After heavy harvest or hard prune, water normally once, then monitor - regrowth increases demand within days. After pest treatment or root inspection, hold slightly dry unless leaves wilt; damaged roots uptake less until they heal.

Moderate ambient humidity supports healthy transpiration in dry heated rooms, but humidity trays do not replace root-zone watering. They may reduce edge browning; they do not fix a pot that never dries.

Water Quality, Drainage, and Pot Setup

Water quality rarely causes first-order failure on curry leaf, but hard tap water with high mineral content can leave salt buildup on soil and pot rims over seasons, compounding stress when combined with over-fertilizing. Rainwater or filtered water is a reasonable upgrade if you see crusty white deposits and leaf tip browning despite correct watering rhythm.

Non-negotiable hardware: drainage holes sized for the pot volume. A 25 cm decorative pot with no holes is a water grave regardless of skill. If you use a saucer for furniture protection, treat it as temporary storage during drain, not a reservoir. Elevating the pot on feet improves bottom airflow and speeds drying in humid rooms.

Mix choice interacts with watering. A well-draining, slightly acidic blend with perlite, coarse sand, or lava rock inclusions dries predictably. Heavy garden soil in containers stays wet and compacts - you will fight rot forever. Match watering frequency to actual dry-down, and repot into airier mix if the center stays wet while you chase surface dryness.

Pot material matters modestly: unglazed terra-cotta breathes and dries faster; glazed ceramic and plastic retain moisture longer. Adjust intervals when you change pot type, not only when you change seasons.

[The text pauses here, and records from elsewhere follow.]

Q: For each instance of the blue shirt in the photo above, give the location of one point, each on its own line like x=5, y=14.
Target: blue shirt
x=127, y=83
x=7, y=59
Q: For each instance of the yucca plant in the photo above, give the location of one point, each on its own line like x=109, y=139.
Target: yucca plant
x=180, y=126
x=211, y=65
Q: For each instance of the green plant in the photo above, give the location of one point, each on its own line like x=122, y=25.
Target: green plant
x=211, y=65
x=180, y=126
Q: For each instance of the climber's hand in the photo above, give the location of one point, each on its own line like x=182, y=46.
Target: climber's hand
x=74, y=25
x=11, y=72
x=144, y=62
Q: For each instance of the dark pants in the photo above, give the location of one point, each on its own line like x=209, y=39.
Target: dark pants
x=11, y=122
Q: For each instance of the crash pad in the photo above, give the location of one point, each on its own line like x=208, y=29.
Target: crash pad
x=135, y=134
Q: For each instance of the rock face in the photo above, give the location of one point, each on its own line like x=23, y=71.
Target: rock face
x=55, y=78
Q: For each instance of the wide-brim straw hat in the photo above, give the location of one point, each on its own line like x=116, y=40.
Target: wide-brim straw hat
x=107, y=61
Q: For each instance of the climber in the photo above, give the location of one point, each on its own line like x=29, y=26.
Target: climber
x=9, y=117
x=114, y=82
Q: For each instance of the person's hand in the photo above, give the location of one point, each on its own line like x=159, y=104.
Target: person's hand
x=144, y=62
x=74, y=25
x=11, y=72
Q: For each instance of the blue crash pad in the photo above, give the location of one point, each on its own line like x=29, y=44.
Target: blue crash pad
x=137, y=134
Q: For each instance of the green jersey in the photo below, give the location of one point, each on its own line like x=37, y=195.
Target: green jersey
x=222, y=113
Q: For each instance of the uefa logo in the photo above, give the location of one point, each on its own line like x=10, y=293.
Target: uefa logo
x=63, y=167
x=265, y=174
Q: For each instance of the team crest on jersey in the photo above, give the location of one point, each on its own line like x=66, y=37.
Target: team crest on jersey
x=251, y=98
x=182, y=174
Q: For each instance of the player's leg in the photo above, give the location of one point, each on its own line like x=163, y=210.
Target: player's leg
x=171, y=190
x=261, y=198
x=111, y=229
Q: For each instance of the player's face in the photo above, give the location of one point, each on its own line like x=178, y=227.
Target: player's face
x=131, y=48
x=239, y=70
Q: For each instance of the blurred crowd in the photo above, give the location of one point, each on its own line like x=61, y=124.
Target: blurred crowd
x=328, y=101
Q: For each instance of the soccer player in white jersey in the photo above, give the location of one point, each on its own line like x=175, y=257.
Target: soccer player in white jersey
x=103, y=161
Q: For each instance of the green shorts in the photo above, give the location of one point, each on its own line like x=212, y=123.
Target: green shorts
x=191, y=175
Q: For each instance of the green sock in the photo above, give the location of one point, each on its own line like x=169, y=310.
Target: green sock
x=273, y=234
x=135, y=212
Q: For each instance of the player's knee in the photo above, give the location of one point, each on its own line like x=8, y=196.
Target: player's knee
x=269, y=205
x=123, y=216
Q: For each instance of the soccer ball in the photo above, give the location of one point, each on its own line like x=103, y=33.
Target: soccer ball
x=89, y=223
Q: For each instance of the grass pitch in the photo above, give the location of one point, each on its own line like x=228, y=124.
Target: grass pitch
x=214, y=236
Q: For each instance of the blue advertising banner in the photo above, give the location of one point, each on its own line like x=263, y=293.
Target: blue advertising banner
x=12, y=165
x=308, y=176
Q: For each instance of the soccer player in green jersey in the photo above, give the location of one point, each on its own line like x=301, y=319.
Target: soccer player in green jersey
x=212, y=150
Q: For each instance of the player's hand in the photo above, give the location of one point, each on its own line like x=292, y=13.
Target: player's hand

Indoor vs Outdoor Watering

Outdoor curry leaf in frost-free climates follows weather and soil depth. In-ground plants tap a larger moisture buffer and tolerate occasional dry weeks once established. Containers outdoors dry as fast as indoor pots in sun - sometimes faster on windy patios. Rain complicates checks: a week of showers can saturate mix while you still water on habit. After rain, verify depth before adding more.

Indoor overwintering is where interval divergence is largest. Lower light, cooler thermostats, and dormancy reduce uptake. The same plant that needed water every three days in August may need ten to twenty-one days in January. Growers moving plants indoors for winter often keep summer frequency “so it doesn’t dry out” - and trigger leaf drop from rot, not cold alone.

Plants splitting time indoor/outdoor seasonally need re-calibration each move. Outdoor wind and sun increase demand; indoor dim corners decrease it. Acclimate watering checks within one week of every relocation, not one month. For species context and hardiness limits, see the curry leaf overview.

What Overwatering Does to Roots and New Growth

Roots absorb water and breathe. Saturated, airless mix stops root respiration; fine roots die; surviving tissue turns brown and slimy. The plant above ground wilts because dead roots cannot transport water - the cruel mirror image of drought. Many growers see wilt, add water, and complete the cycle.

For a harvest crop, root health defines leaf flavor and regrowth speed. Stressed roots produce thin, pale new leaflets with muted aroma compared with firm roots in a healthy dry-down cycle. Chronic overwatering also encourages weak, leggy shoots that look green briefly then collapse - not the bushy, pickable clusters you want at kitchen height.

Recovery depends on damage extent. Mild cases with mostly firm roots improve when you pause watering, improve light, and let mix dry to appropriate depth before the next soak. Severe rot with mushy roots and foul smell may require trimming dead roots, repotting into fresh airy mix, and treating the plant like a cutting until new growth proves the root system rebuilt - follow the root rot rescue path rather than hope watering.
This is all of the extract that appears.